Primary care trusts must be prepared to remove contracts from their local hospitals, even if the local trust is dependent on the money, health minister John Hutton said last week.

Speaking at a joint NHS Confederation and Royal College of GPs conference on primary care, Mr Hutton was asked if it was realistic for PCTs to be able to remove contracts from their local providers, even if they were not satisfied with the service provided, as the acute trust might depend on the money.

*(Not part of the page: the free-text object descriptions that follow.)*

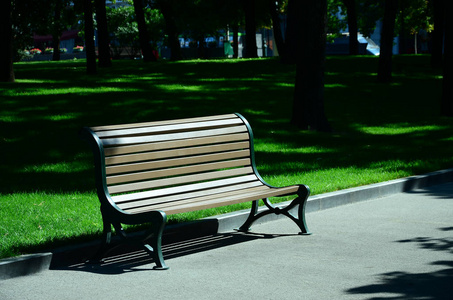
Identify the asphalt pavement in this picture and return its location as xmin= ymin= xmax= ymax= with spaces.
xmin=1 ymin=171 xmax=452 ymax=299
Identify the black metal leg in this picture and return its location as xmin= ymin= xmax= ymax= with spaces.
xmin=236 ymin=185 xmax=312 ymax=235
xmin=145 ymin=211 xmax=169 ymax=270
xmin=86 ymin=218 xmax=112 ymax=264
xmin=297 ymin=193 xmax=311 ymax=235
xmin=237 ymin=200 xmax=259 ymax=232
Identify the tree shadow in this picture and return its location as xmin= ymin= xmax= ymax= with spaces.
xmin=345 ymin=227 xmax=453 ymax=299
xmin=403 ymin=181 xmax=453 ymax=200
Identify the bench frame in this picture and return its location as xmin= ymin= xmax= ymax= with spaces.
xmin=80 ymin=113 xmax=310 ymax=270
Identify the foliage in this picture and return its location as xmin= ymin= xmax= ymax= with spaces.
xmin=327 ymin=0 xmax=348 ymax=42
xmin=356 ymin=0 xmax=384 ymax=38
xmin=106 ymin=4 xmax=164 ymax=58
xmin=397 ymin=0 xmax=433 ymax=34
xmin=107 ymin=5 xmax=140 ymax=57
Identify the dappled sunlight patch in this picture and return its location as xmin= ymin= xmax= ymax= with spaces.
xmin=357 ymin=123 xmax=446 ymax=135
xmin=42 ymin=113 xmax=80 ymax=121
xmin=21 ymin=161 xmax=89 ymax=174
xmin=325 ymin=83 xmax=347 ymax=88
xmin=104 ymin=74 xmax=167 ymax=82
xmin=155 ymin=84 xmax=204 ymax=92
xmin=0 ymin=115 xmax=25 ymax=123
xmin=255 ymin=143 xmax=334 ymax=154
xmin=15 ymin=79 xmax=61 ymax=84
xmin=275 ymin=82 xmax=294 ymax=88
xmin=5 ymin=86 xmax=141 ymax=96
xmin=243 ymin=109 xmax=270 ymax=116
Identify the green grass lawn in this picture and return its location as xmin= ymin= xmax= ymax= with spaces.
xmin=1 ymin=55 xmax=451 ymax=259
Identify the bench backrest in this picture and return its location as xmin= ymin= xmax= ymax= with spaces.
xmin=80 ymin=113 xmax=264 ymax=214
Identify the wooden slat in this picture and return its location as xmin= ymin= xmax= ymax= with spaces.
xmin=100 ymin=126 xmax=247 ymax=146
xmin=106 ymin=158 xmax=251 ymax=185
xmin=106 ymin=150 xmax=250 ymax=175
xmin=108 ymin=167 xmax=255 ymax=194
xmin=90 ymin=114 xmax=238 ymax=132
xmin=105 ymin=142 xmax=250 ymax=166
xmin=116 ymin=181 xmax=265 ymax=209
xmin=111 ymin=174 xmax=259 ymax=203
xmin=104 ymin=133 xmax=250 ymax=156
xmin=96 ymin=118 xmax=244 ymax=138
xmin=123 ymin=185 xmax=300 ymax=215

He said: 'There could be some very difficult decisions that colleagues could have to make, but you can't go on getting services that are not adequate. Should you be prepared to make those changes? Yes, you should.'

However, although he made clear that PCTs had to seize the agenda, he also said there are serious problems in general practice, adding: 'The primary care workforce is probably our greatest challenge.'

Dr Colin Hunter, national coordinator for primary care at NHS education for Scotland, said the new GP contract would probably have a big impact on workforce issues, particularly skill-mix:

'In 1990 [when the GP contract last changed] the number of practice nurses increased four-fold, and I think it will happen again.'

Dr Hunter said one of the important elements of the current negotiations on the new GP contract was ensuring there were adequate IT systems in place for GPs to be able to provide all the clinical data that will be required of them under the new contract.

South Yorkshire strategic health authority chief executive Mike Farrar, who is leading the negotiations for the confederation, said he hoped there would be an announcement on IT as part of the primary care funding allocations due shortly.

NHS Confederation chief executive Gill Morgan called on the government to allow the service time to sort out the problems resulting from decades of under-investment.